Post date: Sep 29, 2018 7:5:56 PM

Does the Czech Republic have a real estate bubble?

The current situation of the residential real estate market in the Czech Republic and Slovakia – what are the risks?

The excellent economic performance of the Czech economy has resulted in high demand for residential real estate assets and prices are accordingly on the rise. In contrast to Slovakia, where this trend is country wide, in the Czech Republic it is concentrated primarily in Prague. At this point, however, we cannot speak of a real estate bubble in these states because income is rising in tandem with real estate prices.

The Slovak economy is booming. Indeed, the latest GDP growth rate figures confirm this. The excellent conditions in the labor market have resulted in the lowest unemployment rate in Slovak history, pushing income rapidly upwards. Positive economic developments have resulted in high consumer trust, bringing about a rise in consumer spending. 

As a result, residential real estate prices in Slovakia have continuously risen since 2014. However, growth has been gradual, and real estate prices have only rarely registered double figure growth in the Czech Republic, by contrast, economic performance parameters are similar to those of Slovakia, at least in regard to domestic consumption – however, the real estate prices dynamics are very different.

There are a number of explanations for the differences between the states in the field of real estate. One is the relation between supply and demand. Prague, unlike Bratislava, is experiencing rapid demographic growth, and it is a more attractive target of international real estate investment. Another conspicuous difference is the location of the capital in regard to the dynamic of real estate prices. Prague is the vanguard of real estate prices in the Czech Republic, whereas the price dynamic in Slovakia is more evenly spread, with the capital not being so different from the rest of the country.

Is there evidence indicating the growth of a real estate bubble?

This is an important question which always arises in times of economic expansion. As we previously noted, the economies of both states are doing very well indeed. An additional fact which must be taken into account is the loose monetary policy in the Czech economy and in the Euro zone. Furthermore, the rising household income (both in the Czech Republic and in Slovakia) and the high rates of home ownership encourage real estate demand.

In order to determine whether there is or is not a real estate bubble, one should consider the OECD findings

The OECD report compares real estate prices to prices in other consumer fields. This data includes nominal real estate prices, as well as real prices. In other words, the real estate prices are calculated in relation to the price levels of other consumer products. These findings indicate that for both countries, the real estate prices are higher, as of 2011 – 2012, than those of long term consumer prices.

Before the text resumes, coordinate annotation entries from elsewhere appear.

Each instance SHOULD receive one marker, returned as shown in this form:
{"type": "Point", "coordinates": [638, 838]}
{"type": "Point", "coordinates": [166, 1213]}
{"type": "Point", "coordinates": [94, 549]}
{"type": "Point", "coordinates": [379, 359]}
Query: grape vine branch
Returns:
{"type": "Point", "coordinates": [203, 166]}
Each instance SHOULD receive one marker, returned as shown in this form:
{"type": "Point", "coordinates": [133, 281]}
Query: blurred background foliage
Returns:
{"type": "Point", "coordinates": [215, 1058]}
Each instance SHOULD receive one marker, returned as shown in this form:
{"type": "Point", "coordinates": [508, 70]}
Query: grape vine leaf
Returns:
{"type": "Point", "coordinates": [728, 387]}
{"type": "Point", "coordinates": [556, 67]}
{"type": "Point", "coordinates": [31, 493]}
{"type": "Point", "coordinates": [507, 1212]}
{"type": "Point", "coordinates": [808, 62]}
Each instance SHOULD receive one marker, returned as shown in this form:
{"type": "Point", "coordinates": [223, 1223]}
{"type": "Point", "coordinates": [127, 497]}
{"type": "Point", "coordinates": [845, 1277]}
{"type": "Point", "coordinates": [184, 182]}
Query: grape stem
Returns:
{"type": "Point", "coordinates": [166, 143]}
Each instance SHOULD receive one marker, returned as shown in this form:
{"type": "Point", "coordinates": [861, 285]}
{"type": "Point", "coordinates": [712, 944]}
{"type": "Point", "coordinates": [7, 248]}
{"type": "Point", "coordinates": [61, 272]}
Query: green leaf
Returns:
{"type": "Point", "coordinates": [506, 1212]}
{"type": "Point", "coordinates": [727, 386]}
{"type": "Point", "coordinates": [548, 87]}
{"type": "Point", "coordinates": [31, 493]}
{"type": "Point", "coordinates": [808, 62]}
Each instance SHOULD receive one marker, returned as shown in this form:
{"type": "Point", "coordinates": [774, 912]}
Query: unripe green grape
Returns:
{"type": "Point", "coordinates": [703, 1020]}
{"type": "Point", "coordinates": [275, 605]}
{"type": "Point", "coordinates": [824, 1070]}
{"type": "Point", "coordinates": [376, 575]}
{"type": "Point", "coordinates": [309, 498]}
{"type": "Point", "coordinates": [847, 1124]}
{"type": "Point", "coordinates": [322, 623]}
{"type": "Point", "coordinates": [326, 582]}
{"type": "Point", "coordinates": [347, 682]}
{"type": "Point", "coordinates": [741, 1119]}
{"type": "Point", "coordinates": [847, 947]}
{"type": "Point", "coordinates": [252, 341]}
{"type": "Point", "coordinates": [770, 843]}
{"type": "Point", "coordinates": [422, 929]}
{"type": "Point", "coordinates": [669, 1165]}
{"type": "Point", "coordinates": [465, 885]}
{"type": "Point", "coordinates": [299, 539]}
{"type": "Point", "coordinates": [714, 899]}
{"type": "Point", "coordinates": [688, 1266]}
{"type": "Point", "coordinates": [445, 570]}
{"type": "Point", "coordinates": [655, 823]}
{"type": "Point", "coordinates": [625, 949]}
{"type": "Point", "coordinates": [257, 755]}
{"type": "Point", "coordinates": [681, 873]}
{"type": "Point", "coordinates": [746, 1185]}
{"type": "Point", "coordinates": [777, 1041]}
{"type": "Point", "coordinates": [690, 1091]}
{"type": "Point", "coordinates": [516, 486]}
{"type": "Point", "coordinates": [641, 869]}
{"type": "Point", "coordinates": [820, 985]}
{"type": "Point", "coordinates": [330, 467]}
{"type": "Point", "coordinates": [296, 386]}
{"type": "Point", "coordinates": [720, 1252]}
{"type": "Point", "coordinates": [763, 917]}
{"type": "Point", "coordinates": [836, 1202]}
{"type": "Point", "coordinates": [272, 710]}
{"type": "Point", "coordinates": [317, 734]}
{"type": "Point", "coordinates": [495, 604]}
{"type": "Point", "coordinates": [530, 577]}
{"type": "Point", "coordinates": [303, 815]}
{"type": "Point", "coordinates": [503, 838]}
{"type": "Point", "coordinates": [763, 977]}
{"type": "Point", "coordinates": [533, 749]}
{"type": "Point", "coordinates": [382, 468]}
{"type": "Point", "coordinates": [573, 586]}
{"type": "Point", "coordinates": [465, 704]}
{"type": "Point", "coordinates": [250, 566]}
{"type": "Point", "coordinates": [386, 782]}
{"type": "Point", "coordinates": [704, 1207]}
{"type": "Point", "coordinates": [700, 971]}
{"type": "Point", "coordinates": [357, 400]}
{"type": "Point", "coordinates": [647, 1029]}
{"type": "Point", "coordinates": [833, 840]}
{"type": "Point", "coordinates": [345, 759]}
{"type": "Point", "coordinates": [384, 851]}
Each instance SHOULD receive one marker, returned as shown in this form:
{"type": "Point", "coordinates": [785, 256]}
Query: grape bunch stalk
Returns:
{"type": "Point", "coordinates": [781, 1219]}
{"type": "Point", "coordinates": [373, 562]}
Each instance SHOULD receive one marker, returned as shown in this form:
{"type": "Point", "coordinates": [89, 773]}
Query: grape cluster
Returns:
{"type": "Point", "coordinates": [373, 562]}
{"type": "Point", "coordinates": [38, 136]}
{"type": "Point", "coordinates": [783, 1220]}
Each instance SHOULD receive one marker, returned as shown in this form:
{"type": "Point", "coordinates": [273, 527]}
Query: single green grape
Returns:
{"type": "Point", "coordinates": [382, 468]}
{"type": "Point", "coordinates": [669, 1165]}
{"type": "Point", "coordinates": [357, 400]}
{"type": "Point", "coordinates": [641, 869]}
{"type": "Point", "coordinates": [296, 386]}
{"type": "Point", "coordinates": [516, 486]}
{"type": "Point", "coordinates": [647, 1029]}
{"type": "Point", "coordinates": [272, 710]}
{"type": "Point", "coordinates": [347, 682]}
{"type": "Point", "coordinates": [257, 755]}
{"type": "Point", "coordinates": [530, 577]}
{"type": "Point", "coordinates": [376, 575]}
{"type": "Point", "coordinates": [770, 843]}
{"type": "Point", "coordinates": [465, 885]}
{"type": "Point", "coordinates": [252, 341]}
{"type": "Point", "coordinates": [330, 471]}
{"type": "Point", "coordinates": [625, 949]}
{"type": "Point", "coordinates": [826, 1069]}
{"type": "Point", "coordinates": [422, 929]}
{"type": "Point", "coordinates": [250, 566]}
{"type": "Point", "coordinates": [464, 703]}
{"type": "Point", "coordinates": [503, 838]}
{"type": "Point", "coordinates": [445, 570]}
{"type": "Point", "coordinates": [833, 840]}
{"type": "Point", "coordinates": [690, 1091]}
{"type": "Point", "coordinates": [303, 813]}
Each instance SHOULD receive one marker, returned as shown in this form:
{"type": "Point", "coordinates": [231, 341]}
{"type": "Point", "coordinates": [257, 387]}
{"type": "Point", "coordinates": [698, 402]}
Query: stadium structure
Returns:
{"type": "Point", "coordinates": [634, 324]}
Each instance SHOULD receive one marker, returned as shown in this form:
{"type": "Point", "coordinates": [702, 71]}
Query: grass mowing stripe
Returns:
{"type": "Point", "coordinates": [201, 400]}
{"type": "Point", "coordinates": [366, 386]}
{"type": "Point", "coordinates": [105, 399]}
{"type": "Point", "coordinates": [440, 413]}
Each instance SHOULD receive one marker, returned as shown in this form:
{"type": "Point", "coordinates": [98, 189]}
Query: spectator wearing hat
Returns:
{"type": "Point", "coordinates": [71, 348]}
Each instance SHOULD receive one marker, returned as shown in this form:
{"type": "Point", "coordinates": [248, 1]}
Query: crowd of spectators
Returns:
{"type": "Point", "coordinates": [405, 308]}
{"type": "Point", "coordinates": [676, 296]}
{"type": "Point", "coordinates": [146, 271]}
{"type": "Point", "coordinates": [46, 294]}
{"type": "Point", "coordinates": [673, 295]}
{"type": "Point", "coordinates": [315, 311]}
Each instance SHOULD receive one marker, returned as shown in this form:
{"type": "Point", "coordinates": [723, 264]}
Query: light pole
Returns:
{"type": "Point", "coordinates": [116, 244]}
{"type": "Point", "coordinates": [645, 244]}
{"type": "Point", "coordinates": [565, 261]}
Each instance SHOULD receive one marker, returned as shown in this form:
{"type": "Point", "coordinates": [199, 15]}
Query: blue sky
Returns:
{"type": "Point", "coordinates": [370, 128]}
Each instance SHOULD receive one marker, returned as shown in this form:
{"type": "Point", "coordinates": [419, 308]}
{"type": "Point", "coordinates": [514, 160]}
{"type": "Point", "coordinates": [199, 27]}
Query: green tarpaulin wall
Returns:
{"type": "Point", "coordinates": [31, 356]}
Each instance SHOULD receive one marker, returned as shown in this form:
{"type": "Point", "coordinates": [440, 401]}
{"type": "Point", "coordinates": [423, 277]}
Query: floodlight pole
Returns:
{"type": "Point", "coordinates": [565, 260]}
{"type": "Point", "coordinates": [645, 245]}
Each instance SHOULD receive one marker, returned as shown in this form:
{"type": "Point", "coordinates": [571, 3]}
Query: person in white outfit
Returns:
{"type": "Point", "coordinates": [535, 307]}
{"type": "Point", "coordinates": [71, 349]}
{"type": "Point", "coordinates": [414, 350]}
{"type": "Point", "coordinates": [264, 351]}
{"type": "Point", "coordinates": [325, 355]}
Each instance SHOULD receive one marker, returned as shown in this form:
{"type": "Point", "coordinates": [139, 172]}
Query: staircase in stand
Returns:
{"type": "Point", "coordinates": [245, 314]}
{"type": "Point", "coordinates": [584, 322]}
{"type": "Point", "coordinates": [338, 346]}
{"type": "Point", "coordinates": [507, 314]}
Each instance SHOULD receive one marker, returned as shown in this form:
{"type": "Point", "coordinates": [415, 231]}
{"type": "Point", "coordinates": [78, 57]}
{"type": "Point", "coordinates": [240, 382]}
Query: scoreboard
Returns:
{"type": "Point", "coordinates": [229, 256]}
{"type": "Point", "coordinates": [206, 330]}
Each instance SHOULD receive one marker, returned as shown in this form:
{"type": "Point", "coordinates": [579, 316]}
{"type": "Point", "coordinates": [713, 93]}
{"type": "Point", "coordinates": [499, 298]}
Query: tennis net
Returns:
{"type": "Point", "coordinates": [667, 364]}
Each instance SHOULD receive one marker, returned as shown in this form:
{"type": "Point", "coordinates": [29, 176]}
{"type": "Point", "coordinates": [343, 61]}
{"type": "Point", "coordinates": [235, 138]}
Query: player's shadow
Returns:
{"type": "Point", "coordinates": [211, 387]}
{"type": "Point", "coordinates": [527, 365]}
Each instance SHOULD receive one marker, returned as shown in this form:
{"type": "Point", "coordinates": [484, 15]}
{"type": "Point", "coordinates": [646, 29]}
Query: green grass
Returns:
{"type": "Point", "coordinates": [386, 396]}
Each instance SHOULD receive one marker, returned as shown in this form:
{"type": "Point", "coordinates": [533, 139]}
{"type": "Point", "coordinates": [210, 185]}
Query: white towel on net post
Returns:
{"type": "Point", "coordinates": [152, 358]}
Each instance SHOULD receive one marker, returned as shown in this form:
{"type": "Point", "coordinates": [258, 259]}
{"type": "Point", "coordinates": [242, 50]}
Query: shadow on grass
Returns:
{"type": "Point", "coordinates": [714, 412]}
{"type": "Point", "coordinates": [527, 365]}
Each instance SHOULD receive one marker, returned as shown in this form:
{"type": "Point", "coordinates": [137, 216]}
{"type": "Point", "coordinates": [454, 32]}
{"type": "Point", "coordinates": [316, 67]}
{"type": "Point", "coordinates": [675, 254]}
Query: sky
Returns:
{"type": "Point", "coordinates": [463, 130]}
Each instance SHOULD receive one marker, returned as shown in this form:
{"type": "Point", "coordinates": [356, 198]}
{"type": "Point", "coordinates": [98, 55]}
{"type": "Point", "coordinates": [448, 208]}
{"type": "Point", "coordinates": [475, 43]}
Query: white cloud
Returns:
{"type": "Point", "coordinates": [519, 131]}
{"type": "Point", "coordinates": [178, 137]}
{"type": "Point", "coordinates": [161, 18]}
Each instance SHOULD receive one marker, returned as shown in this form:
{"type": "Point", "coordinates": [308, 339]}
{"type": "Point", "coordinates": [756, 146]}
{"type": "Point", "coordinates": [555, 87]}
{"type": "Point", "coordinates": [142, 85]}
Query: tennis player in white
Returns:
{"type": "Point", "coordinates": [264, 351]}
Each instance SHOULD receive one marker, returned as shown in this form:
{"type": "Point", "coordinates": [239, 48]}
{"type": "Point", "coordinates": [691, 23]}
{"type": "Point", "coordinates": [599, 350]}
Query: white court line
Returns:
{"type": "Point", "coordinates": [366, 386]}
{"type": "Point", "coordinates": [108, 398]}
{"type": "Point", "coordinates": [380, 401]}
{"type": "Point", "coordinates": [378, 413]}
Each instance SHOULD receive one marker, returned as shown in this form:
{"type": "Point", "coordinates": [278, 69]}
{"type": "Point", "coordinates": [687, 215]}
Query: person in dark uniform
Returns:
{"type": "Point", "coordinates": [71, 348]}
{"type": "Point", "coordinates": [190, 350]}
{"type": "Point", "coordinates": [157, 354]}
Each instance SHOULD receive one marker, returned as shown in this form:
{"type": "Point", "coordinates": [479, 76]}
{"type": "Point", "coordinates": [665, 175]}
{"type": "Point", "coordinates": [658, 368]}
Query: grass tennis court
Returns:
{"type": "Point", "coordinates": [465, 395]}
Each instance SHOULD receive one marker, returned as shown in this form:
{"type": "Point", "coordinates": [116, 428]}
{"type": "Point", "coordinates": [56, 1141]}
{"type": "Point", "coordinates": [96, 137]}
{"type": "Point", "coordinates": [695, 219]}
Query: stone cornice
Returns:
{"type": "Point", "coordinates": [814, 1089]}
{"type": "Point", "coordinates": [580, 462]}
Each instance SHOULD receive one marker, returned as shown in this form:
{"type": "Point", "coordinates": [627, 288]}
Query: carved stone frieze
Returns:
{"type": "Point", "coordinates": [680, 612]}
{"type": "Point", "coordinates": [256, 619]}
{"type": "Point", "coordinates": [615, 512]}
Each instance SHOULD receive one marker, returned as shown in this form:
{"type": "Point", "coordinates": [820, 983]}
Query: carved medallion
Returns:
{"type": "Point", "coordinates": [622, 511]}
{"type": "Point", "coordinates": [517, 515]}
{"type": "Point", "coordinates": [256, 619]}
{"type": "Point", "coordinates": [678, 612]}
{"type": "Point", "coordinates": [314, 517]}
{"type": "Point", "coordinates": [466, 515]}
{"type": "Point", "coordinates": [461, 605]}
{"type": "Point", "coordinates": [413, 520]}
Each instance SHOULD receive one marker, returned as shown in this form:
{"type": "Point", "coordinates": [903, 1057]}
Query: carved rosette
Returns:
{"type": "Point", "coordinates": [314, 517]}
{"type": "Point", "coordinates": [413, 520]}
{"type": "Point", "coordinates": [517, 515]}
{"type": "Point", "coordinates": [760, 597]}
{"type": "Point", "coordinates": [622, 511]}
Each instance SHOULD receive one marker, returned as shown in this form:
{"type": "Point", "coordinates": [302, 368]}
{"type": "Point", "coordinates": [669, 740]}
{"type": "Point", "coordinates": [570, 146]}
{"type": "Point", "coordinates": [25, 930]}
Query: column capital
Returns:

A similar trend can also be seen in the present (2018). In other words, the nominal real estate prices are rising at a similar rate to the rate of inflation of other consumer products. That is why investment in real estate is a relatively small item for households in both the Czech Republic and Slovakia. In addition, the households in both states enjoy significant benefits from the current situation – the rise in real estate prices is not significant compared to the rise in their income.

Furthermore, we used the OECD findings to compare the real estate prices between various Central European states. The ration between lease rates and income shows that the rise in the Czech Republic, Slovakia and Hungary is significant in relative terms as well. Still, the lease rates in Germany and Austria has consistently risen in spite of the financial crisis – which indicates a real estate bubble. Nonetheless, the ratio between real estate prices or lease rates in the Czech Republic and Slovakia remain far from the level registered prior to the financial crisis.

It is important to recall that rise in the ratio between lease rates and/or real estate prices to income is not indicative of a bubble. In fact, the comparison of the Czech Republic and Slovakia to two other real estate bubbles (Spain and Ireland) is proof of one thing – there are significant differences in the ratio of rent and the price of real estate relative to income prior to and post the economic crisis, so this is not a real estate bubble.

However, the identification of a real estate bubble is a difficult task and can usually only be done retroactively. In spite of this, our comparison did not identify any indication of a bubble in real estate prices, so that while prices in Slovakia and the Czech republic are indeed rising, they are not rising any swifter than the household income. In fact, the economic accessibility of apartments remains just as it was prior to the 2008 financial crisis.